Our once beautiful day is eroding, but the thermometer, even without the sun, is in the mid 60s on our back lawn. I've been doing some yard work - a little every day, and we're slowly getting rid of the winter debris. I didn't cut back as many of my flowers as usual last fall, so I'm having to take care of dry stocks now. Some are good as mulch, but there is also a lot that has to be discarded.
The season is progressing, no doubt. There are many more summer residents returning every day and some traffic on the pond - fishing boats, a pontoon boat or two - and in a couple of weeks everything will be in place, ready for another great summer.
The grader came and worked the road past our house to the Danville line at Barre Avenue today. It really needed work, but so do all the other roads in Cabot and every other town. It's been a banner year for mud and potholes. In many ways the mud wasn't as bad as we've seen some years, but I don't think I've ever witnessed such cradle holes. Seems like nearly every year some new and bothersome aspect of back roads and spring thawing crops up.
It was a good year for sugar making, though. Burr Morse in East Montpelier says they made more and had better quality than some years. The best syrup is made when the weather stays cold at night. We're still getting temperatures near or below freezing, but the buds have started on the trees and when that happens, sugarin' is over. Any syrup made after that is, to quote Burr, "putrid . . . the dregs." It's time for farmers to turn their energy to work in the fields.

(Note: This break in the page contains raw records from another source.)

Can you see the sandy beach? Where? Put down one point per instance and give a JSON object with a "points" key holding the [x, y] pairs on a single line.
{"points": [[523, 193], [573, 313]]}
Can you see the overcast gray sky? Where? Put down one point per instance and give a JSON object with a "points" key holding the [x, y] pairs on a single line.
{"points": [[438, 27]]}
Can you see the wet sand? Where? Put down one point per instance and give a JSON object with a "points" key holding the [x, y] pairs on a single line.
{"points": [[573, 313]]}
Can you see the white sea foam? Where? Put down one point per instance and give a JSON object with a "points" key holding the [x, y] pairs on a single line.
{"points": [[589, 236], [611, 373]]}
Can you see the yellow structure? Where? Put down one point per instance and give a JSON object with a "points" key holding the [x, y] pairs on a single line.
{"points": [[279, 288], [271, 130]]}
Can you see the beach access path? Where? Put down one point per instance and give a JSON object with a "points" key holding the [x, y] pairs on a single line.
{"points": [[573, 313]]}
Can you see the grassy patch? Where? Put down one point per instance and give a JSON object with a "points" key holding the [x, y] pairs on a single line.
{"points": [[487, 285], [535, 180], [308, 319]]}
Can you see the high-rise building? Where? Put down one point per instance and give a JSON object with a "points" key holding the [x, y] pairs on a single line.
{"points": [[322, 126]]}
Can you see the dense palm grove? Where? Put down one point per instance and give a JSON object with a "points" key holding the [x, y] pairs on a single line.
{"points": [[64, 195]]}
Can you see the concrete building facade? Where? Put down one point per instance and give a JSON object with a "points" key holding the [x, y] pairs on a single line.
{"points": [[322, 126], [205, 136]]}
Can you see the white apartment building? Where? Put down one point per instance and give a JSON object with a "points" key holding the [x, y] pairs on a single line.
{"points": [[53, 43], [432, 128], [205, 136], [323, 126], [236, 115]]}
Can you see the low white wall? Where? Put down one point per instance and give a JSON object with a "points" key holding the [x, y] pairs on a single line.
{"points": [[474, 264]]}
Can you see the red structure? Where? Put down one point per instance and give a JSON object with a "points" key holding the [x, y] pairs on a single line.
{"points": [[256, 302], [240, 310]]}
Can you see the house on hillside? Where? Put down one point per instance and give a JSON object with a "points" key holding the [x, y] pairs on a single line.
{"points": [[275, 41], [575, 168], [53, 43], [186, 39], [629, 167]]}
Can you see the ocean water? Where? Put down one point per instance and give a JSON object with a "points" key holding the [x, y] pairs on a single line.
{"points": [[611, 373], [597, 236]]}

We received this notice from Carol Borland, pastor at the West Danville church:
Time of Event: 7:00-9:00 p.m.; July 22, 2011
Name of Event: Mark Shelton Concert;
Mark Shelton, a performer of contemporary Christian and secular music, will present a concert at the West Danville United Methodist Church on July 22, 2011, from 7:00-9:00 p.m. A free-will offering will be received to support the "Imagine No Malaria"campaign of the United Nations, the World Health Organization, Global Fund and the United Methodist Church.

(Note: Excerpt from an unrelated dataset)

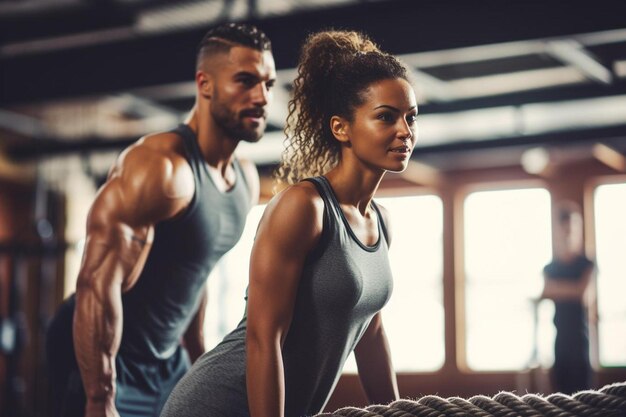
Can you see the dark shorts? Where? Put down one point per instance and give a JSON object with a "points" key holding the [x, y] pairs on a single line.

"Imagine No Malaria" tackles this dreadful disease that kills a child in Africa every 45 seconds, through gifting bed mosquito nets, providing education about using nets and medicine for those who are already sickened, and by clearing stagnant pools of water where mosquitoes breed.

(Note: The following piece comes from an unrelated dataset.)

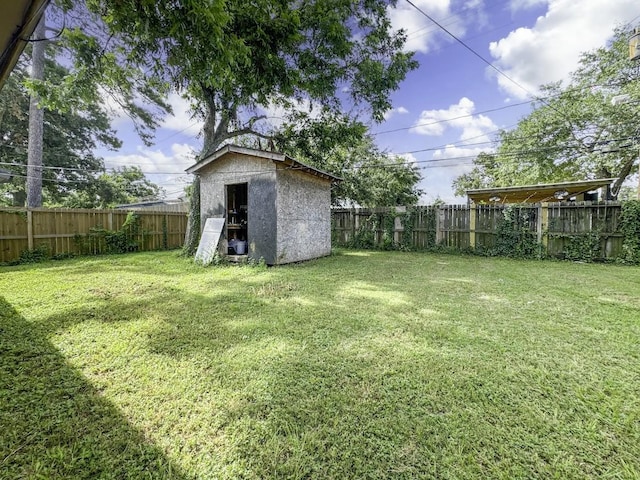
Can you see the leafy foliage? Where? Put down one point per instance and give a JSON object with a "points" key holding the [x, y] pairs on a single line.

Bill and Diane Rossi took a river boat cruise back in April. They started off in New Orleans and went on the Mississippi and the Tombigbee-Lower Warrior Rivers, then the lower end of the Tenn-Tom Waterway through Jamie Whitten Lock and Wilson Lock in Tennessee, on to Lake Guntersville and the gorge section of the Tennessee River between the Appalachians and the Cumberland Plateau, to Chattanooga, Tennessee. They narrowly escaped severe tornado activity and their boat suffered some wind damage; at the airport in Chattanooga, they were delayed returning home because of tornado and severe electrical storms, but were able to take off within a half hour or so when the storms had left the area. Bill sent us these photos and I've put them together in a slide show: Rossi's River Boat Trip
I'm not sure of the sequence - they started in New Orleans - perhaps there are more pictures that Bill didn't send yet.